Si no fuera por lo del desahucio, los periódicos ni se habrían fijado en ello. El 20-N y su carácter conmemorativo de la muerte de quien no pudo liderar un régimen fascista y revolucionario porque fue tempranamente fusilado en la guerra civil que promovió quien falleció treinta y nueve años después para enterrar la revolución con un régimen prosaico, cruel, autoritario, gazmoño y aburrido, ya no era noticia desde hace muchos años. Pero hete aquí que, en esta ocasión, los medios tenían que calibrar el efecto que el por ahora anuncio estrella –irrealizado, eso sí, pese a su carácter de urgencia, y tal vez irrealizable– del gobierno del doctor Sánchez –o sea, el desalojo del cadáver de Franco de su actual emplazamiento– iba a producir sobre los nostálgicos del franquismo. Había quien esperaba una manifestación masiva, mitad de duelo, mitad de adhesión inquebrantable, pero lo que hubo de verdad en el Valle de los Caídos fue una cola más bien corta y ordenada de personas que, bajo los paraguas, aguardaban con recogimiento entrar en la basílica, asistir a misa y, en algunos casos, depositar un ramo de flores en la tumba del dictador o un haz de cinco rosas en la de José Antonio, evocando con el pensamiento el «Cara al sol».

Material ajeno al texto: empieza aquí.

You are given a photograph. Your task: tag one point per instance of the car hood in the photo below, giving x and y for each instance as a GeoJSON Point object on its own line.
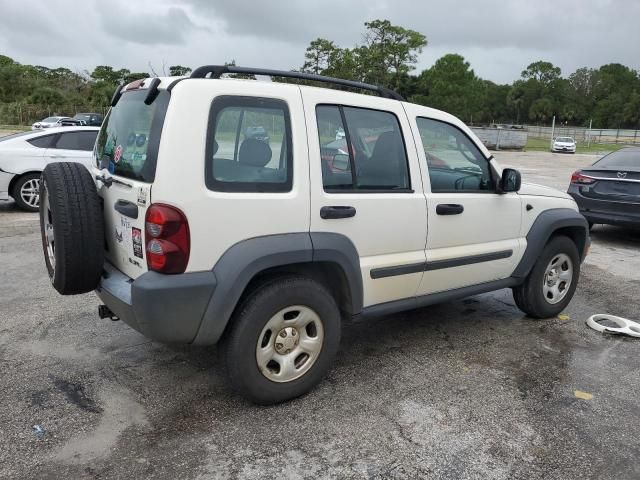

De que las expectativas eran elevadas no cabe la menor duda. En las fechas precedentes se habían insertado anuncios en la prensa y se había hecho una campaña de propaganda en las universidades. El otro día, una pintada ocupaba una buena parte de la fachada de la facultad en la que enseño economía. Se borró en pocas horas; no como antes, que, cuando aparecía una a favor de ETA, permanecía incólume durante meses. Yo le pregunté una vez sobre este asunto, en el Consejo de Gobierno, al rector Berzosa y no logré enterarme del motivo porque escurrió el bulto. No me extrañó porque sabía de la fascinación que muchos, en la izquierda, sienten por el fascio abertzale.

Además, como mostró en sus inestimables «Historias de falangistas del sur de España» el profesor sevillano Alfonso Lazo –que fue diputado del PSOE–, en ella hubo una conexión personal de sus militantes y dirigentes con la Falange. Lazo señala que muchos falangistas de la primera hora «rompieron con el régimen de Franco y pasaron a militar en una dificultosa y peligrosa clandestinidad de izquierdas». No sorprende, por ello, que sus herederos quieran desenterrar a Franco, aunque, paradójicamente, con su empecinamiento, parece que lo que están haciendo es resucitarlo. Menos mal que, como se ha visto este 20-N, los franquistas son pocos y caben en una docena de autobuses.